図2:2研究間の統合解析で有意であった2つのSNPについての喫煙歴別解析と解釈・考えうるメカニズム

rs78277894 (EPHX2-CLU 遺伝子領域)
 この遺伝子多型では、喫煙量をやや多くなる傾向はみられましたが、その増加分を通じて肺がんリスクが高まるという間接効果は確認されませんでした。一方、喫煙量を介さない経路で肺がんリスクを約16%低下させる直接効果が観察されました。
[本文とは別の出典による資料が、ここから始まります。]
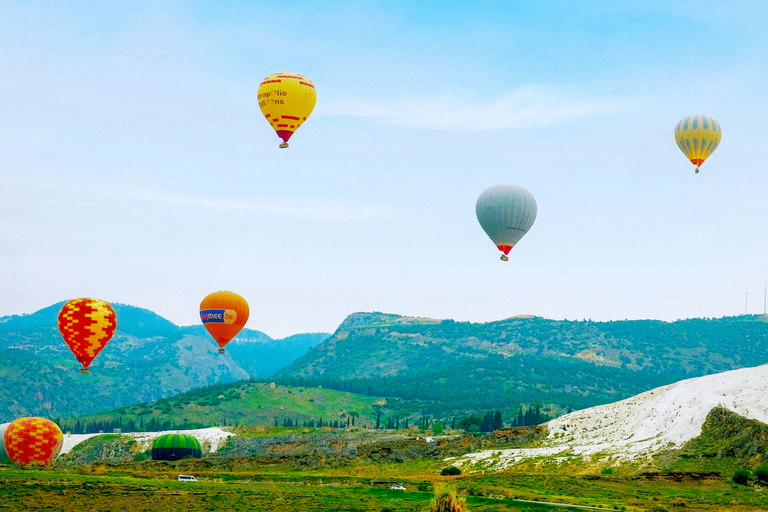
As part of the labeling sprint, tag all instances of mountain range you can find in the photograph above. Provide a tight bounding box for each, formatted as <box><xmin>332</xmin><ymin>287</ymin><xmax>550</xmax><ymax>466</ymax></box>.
<box><xmin>274</xmin><ymin>311</ymin><xmax>768</xmax><ymax>416</ymax></box>
<box><xmin>4</xmin><ymin>303</ymin><xmax>768</xmax><ymax>425</ymax></box>
<box><xmin>0</xmin><ymin>302</ymin><xmax>328</xmax><ymax>420</ymax></box>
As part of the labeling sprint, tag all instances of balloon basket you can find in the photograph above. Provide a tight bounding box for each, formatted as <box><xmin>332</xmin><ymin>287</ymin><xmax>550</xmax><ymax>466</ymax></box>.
<box><xmin>218</xmin><ymin>348</ymin><xmax>226</xmax><ymax>354</ymax></box>
<box><xmin>695</xmin><ymin>167</ymin><xmax>699</xmax><ymax>173</ymax></box>
<box><xmin>279</xmin><ymin>142</ymin><xmax>289</xmax><ymax>149</ymax></box>
<box><xmin>80</xmin><ymin>368</ymin><xmax>89</xmax><ymax>373</ymax></box>
<box><xmin>500</xmin><ymin>254</ymin><xmax>509</xmax><ymax>262</ymax></box>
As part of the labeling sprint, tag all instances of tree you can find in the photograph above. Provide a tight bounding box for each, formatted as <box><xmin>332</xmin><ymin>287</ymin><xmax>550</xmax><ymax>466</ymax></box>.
<box><xmin>480</xmin><ymin>412</ymin><xmax>494</xmax><ymax>433</ymax></box>
<box><xmin>492</xmin><ymin>410</ymin><xmax>503</xmax><ymax>430</ymax></box>
<box><xmin>754</xmin><ymin>466</ymin><xmax>768</xmax><ymax>484</ymax></box>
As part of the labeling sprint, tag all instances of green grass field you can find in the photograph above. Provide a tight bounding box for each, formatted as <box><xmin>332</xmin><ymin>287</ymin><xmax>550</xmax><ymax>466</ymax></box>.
<box><xmin>2</xmin><ymin>457</ymin><xmax>767</xmax><ymax>512</ymax></box>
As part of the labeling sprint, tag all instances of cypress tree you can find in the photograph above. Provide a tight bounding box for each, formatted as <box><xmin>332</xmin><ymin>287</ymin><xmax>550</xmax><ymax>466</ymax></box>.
<box><xmin>493</xmin><ymin>410</ymin><xmax>503</xmax><ymax>430</ymax></box>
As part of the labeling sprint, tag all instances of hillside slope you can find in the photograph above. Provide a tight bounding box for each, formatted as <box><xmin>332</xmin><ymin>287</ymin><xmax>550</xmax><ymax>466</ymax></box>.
<box><xmin>276</xmin><ymin>312</ymin><xmax>768</xmax><ymax>414</ymax></box>
<box><xmin>454</xmin><ymin>363</ymin><xmax>768</xmax><ymax>470</ymax></box>
<box><xmin>0</xmin><ymin>303</ymin><xmax>328</xmax><ymax>420</ymax></box>
<box><xmin>60</xmin><ymin>382</ymin><xmax>403</xmax><ymax>433</ymax></box>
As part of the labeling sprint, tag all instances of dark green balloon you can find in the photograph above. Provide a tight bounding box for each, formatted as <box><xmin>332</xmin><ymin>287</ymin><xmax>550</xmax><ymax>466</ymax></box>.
<box><xmin>151</xmin><ymin>434</ymin><xmax>202</xmax><ymax>461</ymax></box>
<box><xmin>0</xmin><ymin>423</ymin><xmax>10</xmax><ymax>464</ymax></box>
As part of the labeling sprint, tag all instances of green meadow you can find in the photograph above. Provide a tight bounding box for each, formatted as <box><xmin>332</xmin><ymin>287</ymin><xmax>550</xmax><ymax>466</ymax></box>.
<box><xmin>2</xmin><ymin>454</ymin><xmax>767</xmax><ymax>512</ymax></box>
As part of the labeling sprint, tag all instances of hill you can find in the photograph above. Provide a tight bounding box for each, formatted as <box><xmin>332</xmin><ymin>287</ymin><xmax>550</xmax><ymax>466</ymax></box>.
<box><xmin>274</xmin><ymin>312</ymin><xmax>768</xmax><ymax>415</ymax></box>
<box><xmin>58</xmin><ymin>381</ymin><xmax>408</xmax><ymax>433</ymax></box>
<box><xmin>452</xmin><ymin>362</ymin><xmax>768</xmax><ymax>471</ymax></box>
<box><xmin>0</xmin><ymin>303</ymin><xmax>328</xmax><ymax>420</ymax></box>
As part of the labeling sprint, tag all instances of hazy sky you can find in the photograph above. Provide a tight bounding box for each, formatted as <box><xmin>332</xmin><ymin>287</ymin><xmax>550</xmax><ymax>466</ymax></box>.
<box><xmin>2</xmin><ymin>1</ymin><xmax>767</xmax><ymax>338</ymax></box>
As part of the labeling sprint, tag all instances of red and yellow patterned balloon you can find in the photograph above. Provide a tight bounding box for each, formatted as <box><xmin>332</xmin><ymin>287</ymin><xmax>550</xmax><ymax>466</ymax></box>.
<box><xmin>3</xmin><ymin>417</ymin><xmax>64</xmax><ymax>467</ymax></box>
<box><xmin>57</xmin><ymin>298</ymin><xmax>117</xmax><ymax>373</ymax></box>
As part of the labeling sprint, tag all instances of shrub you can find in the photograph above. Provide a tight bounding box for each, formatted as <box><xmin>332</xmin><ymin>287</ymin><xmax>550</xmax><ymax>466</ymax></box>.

 この効果は、喫煙者だけでなく非喫煙者でも確認されており、喫煙とは関係なく、体内の生物学的な仕組みで肺がんリスクを下げている可能性が示されました。

rs56129017 (CYP2A6 遺伝子領域)
 この遺伝子多型は、喫煙本数を増やす傾向があり、喫煙量を介して肺がんリスクを高める間接効果に加え、喫煙量を介さず多型自体が肺がんリスクを約26%高める直接効果を持っていました。この直接効果はとくに喫煙者で強く観察され、喫煙「量」は介さないものの「喫煙しているかどうか」という条件のもとで影響すると考えられました。CYP2A6は、タバコに含まれる発がん物質を体内で活性化する酵素に関わる遺伝子であり、この直接効果は「同じ本数を吸っても、発がんリスクが高くなる」可能性を示しています。
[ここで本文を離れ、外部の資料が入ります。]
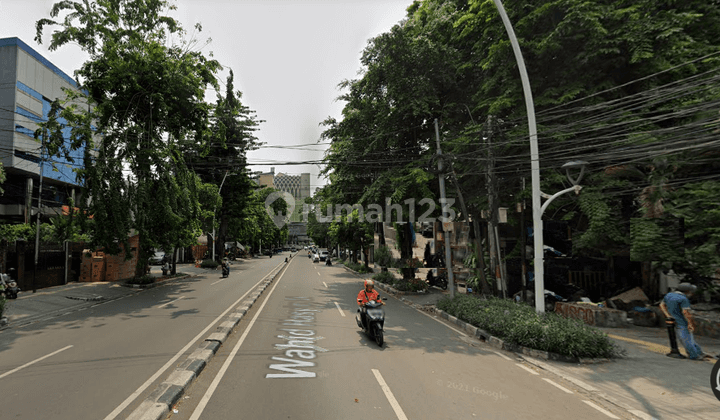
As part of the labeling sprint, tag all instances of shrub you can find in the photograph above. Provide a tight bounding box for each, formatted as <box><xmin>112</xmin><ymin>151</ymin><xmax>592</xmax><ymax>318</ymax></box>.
<box><xmin>373</xmin><ymin>271</ymin><xmax>396</xmax><ymax>284</ymax></box>
<box><xmin>126</xmin><ymin>275</ymin><xmax>155</xmax><ymax>285</ymax></box>
<box><xmin>374</xmin><ymin>246</ymin><xmax>394</xmax><ymax>268</ymax></box>
<box><xmin>437</xmin><ymin>295</ymin><xmax>623</xmax><ymax>359</ymax></box>
<box><xmin>0</xmin><ymin>295</ymin><xmax>5</xmax><ymax>318</ymax></box>
<box><xmin>392</xmin><ymin>277</ymin><xmax>428</xmax><ymax>292</ymax></box>
<box><xmin>345</xmin><ymin>261</ymin><xmax>373</xmax><ymax>274</ymax></box>
<box><xmin>201</xmin><ymin>259</ymin><xmax>219</xmax><ymax>269</ymax></box>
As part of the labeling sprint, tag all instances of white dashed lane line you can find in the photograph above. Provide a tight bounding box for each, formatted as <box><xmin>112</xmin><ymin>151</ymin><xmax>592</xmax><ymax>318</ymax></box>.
<box><xmin>492</xmin><ymin>351</ymin><xmax>512</xmax><ymax>361</ymax></box>
<box><xmin>583</xmin><ymin>400</ymin><xmax>620</xmax><ymax>419</ymax></box>
<box><xmin>542</xmin><ymin>378</ymin><xmax>573</xmax><ymax>394</ymax></box>
<box><xmin>372</xmin><ymin>369</ymin><xmax>409</xmax><ymax>420</ymax></box>
<box><xmin>334</xmin><ymin>301</ymin><xmax>345</xmax><ymax>317</ymax></box>
<box><xmin>0</xmin><ymin>345</ymin><xmax>73</xmax><ymax>379</ymax></box>
<box><xmin>516</xmin><ymin>363</ymin><xmax>539</xmax><ymax>375</ymax></box>
<box><xmin>156</xmin><ymin>296</ymin><xmax>184</xmax><ymax>309</ymax></box>
<box><xmin>323</xmin><ymin>282</ymin><xmax>328</xmax><ymax>288</ymax></box>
 なお、これら2つの遺伝子多型による直接効果は、食道がんや胃がんなど他の喫煙関連がんでは明確な影響を示さず、肺がんに比較的特有な影響であることもわかりました。

結論

 本研究により、喫煙習慣に関わる遺伝子は、「どれだけ吸うか」だけでなく、同じ量を吸っても体への影響が異なるといった「体質の違い」を通じて、肺がんリスクに影響をしている可能性が示されました。これらの知見は、日本人における肺がん発症の仕組みの理解を深め、将来的には、より個人に応じた予防や医療につながることが期待されます。